DSA 2025 - Linda Ramsay for Distinguished Service in Archive Conservation
This year the ARA Board were pleased to award the maximum of three Distinguished Service Awards.
These awards
The winners:
Sam Bartle for Distinguished Service In Digital Archives
Shirley Jones for Distinguished Service in Archive Conservation
Linda Ramsay for Distinguished Service in Archive Conservation
Linda Ramsay for Distinguished Service in Archive Conservation - Nomination:
When I was working at West Yorkshire Archives Service, in the early 1990s, I heard that the National Records of Scotland had recruited a new Head of Conservation who would help advise on the building of a new record repository, to be as efficiently climate controlled as possible, and with conservation facilities. The person they chose was Linda Ramsay, and she has served in that post ever since. She loves Scotland's history as much as she loves the country itself. She is a dedicated professional, with a keen interest in training and development in her speciality. Through an internship programme for conservators, she enabled the NRS to take advantage of expertise an perspectives from outside the U.K. Her team-member and friend Hazel de Vere sent me a list of her accomplishments: As well as being an instructor on the ARA training scheme, she is an assessor for ICON accreditation; currently a trustee for the June Baker Trust, awarding grants for training in conservation; Chair of the Preservation committee Scottish Council on Archives (SCA), and a lead in producing the recent 'Salvaging Library and Archive Collections'; currently sitting on a group reviewing British Standards relating to archive storage chaired by Chris Woods, and s leading member of the professional committee reviewing British Standards BS 4971:2002, Repair and allied processes for the conservation of documents. She is a corresponding member to PAS 198 standard, a key contributor to Royal Society of Edinburgh (RSE) Grant Award collaboration with Glasgow University and National Library of Scotland Looking at Scottish Medieval Cartularies, a key member of the Heads of National Organisations Conservation Group, and a member of the group devising mould guidance published on the TNA website, followed by the training day ‘Spores for Thought – Mitigating and Managing Mould’ this past week.

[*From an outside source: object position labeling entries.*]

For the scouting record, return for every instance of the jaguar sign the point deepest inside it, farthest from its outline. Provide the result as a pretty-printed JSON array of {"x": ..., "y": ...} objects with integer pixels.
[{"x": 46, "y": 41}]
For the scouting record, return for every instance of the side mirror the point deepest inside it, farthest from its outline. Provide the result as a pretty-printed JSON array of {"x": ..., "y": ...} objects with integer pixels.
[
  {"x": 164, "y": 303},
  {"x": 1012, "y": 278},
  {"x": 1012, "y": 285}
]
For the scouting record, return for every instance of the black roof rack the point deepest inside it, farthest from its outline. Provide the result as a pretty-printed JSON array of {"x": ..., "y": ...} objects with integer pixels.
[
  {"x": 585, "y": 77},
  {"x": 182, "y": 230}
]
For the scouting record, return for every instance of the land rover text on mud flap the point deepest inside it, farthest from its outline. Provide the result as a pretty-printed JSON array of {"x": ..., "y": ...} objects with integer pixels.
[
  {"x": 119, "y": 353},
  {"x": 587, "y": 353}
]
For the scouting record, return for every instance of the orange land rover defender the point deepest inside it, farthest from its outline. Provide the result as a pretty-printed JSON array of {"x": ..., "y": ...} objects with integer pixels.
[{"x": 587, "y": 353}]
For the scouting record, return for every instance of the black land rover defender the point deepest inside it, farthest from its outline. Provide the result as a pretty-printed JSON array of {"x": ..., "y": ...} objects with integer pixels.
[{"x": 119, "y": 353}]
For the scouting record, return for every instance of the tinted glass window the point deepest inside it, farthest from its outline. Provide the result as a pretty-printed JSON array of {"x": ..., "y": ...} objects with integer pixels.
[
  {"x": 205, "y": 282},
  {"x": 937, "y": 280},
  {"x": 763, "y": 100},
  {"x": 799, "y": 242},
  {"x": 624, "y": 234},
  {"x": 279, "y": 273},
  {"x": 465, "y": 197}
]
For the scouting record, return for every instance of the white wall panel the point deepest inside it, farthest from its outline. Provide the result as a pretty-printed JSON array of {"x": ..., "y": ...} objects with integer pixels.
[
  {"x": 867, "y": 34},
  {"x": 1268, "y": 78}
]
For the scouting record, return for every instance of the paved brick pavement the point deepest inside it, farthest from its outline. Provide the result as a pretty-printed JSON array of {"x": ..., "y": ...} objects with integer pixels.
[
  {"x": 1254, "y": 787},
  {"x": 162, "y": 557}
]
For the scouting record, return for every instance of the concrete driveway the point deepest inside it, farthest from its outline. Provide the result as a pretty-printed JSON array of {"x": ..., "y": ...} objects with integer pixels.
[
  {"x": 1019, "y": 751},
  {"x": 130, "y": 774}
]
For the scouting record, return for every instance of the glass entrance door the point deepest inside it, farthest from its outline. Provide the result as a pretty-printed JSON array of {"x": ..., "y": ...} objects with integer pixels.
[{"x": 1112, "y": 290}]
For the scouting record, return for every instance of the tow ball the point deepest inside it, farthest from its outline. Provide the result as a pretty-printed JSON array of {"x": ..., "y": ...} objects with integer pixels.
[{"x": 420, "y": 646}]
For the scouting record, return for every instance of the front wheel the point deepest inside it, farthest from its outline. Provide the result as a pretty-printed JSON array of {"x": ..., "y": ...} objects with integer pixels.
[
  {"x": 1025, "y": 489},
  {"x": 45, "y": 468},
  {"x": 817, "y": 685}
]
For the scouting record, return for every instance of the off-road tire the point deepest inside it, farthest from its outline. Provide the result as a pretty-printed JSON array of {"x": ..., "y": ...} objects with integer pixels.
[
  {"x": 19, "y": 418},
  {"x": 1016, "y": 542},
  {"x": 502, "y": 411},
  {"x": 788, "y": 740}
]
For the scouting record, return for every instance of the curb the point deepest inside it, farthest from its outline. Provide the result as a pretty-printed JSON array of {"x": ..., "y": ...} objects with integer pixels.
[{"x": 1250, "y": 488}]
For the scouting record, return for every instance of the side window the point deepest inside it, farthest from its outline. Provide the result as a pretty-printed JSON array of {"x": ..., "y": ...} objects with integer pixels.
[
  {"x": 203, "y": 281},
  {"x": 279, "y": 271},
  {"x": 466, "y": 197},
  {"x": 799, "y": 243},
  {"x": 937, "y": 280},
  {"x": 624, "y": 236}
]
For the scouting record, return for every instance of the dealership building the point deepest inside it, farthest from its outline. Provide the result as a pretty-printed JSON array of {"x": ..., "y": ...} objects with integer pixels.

Some time after first hearing of her, I met her, when I served on the Conservation Training Development Committee. Each meeting, I found more reasons to respect Linda Ramsay, who chaired the CTDC. From her I learned how to chair a committee; her management of time, agendas, and personalities enabled me to chair the P&CG some years later. When I retired, we moved to Edinburgh, my husband's home city, and I got to know her better. I found her a straight-talking Scot with a passion for her profession, rigorous standards, and an eye for detail. Professional concerns always came first, and a social occasion would be set aside if a mould outbreak showed up on Friday afternoon.